ORONO, Maine — A group of eight University of Maine students took 10th place out of 29 teams at last weekend’s national Chem-E-Car competition in Philadelphia.
The competition pits university teams against each other as they test self-designed and constructed, chemically powered vehicles, which must be built within certain size constraints and must be able to carry a specified cargo. The winner was determined by a combined score that includes points for traveling the correct distance and for creativity.
In this year’s event, students’ models had to transport 250 milliliters of water 60 feet. Each team was given two chances to run their cars with the final score being their best attempt at meeting the established distance. UM’s vehicle was about 24 inches long, 12 inches wide and 10 inches tall.
The UM model ran on a proton exchange membrane hydrogen fuel cell, which consists of 15 membranes separated by graphite plates. The hydrogen gas reacts with oxygen from the air to power the motor. The team’s best finish was 39.5 inches from the finish line.
“We feel that UMaine had a good showing,” UM junior and team leader Thomas Schwartz said in a release. “We experienced a few setbacks at the competition and feel that we overcame them to the best of our ability.”
Cornell University won the competition, finishing zero inches from the line with a car powered by a hydrogen fuel cell. First prize was $2,000. Louisiana State University was second (10.5 inches from the line) with a citric acid and sodium carbonate-powered car and Texas A&M, which used a method in which chemicals make hydrogen gas, was third (11.5 inches).
The UMaine team qualified for the competition when it took first place last April in the Northeast Regional Competition at Massachusetts Institute of Technology.
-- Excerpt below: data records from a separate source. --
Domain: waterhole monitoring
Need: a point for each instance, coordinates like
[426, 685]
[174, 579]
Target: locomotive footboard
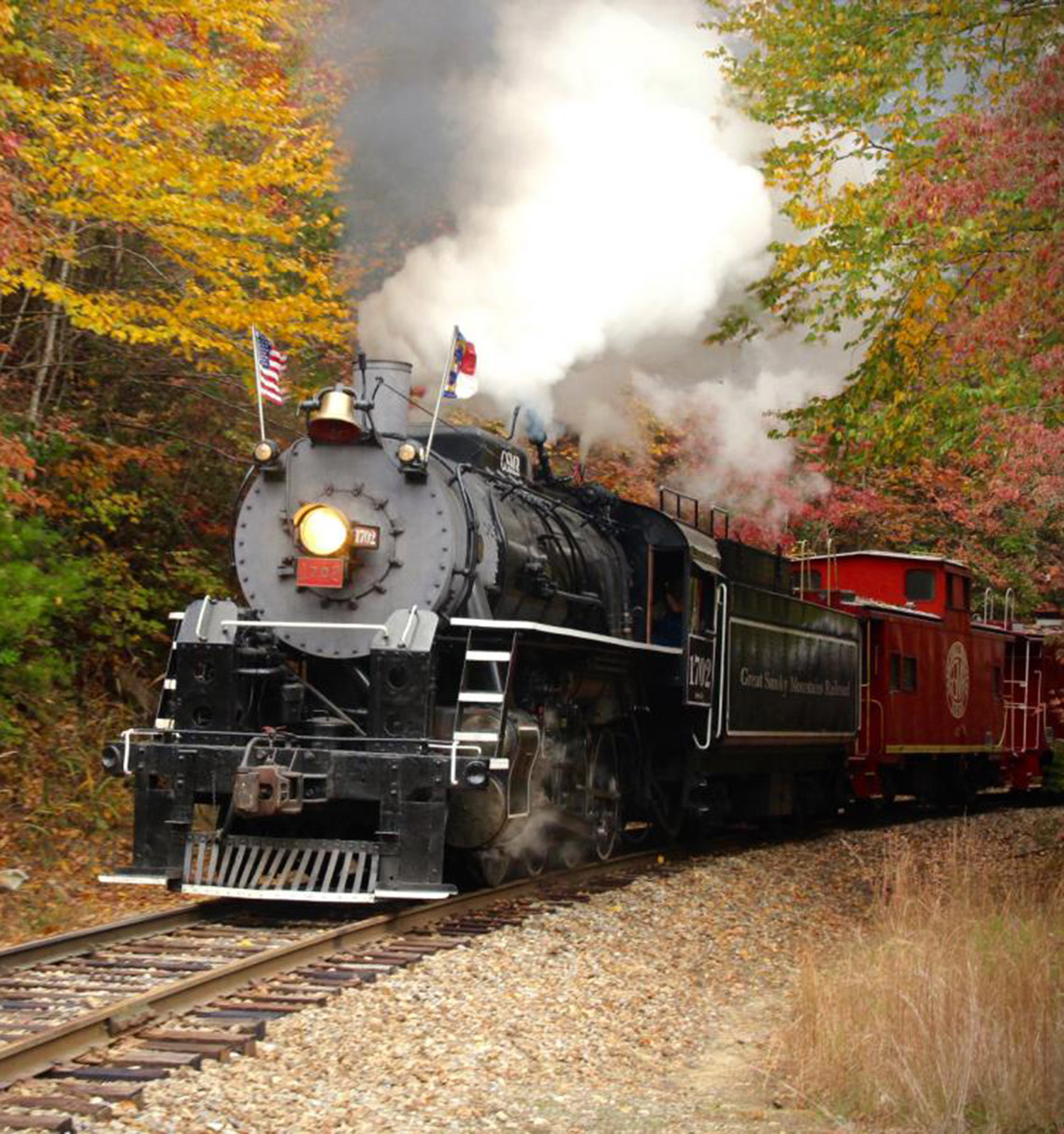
[280, 819]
The team was originally made up of 14 members who started the project last spring. Six students graduated, and the remaining team continued the work in September.
The team members are sophomores Mathew Pagurko and Jeffrey Galle; juniors Mike Subila II, Ian Hamilton, Schwartz and Gregory Worster; and seniors Jessica Englehart and Sarah Hodgins.
UMaine was the only team from New England.
The Chem-E-Car competition is sponsored by the American Institute of Chemical Engineers.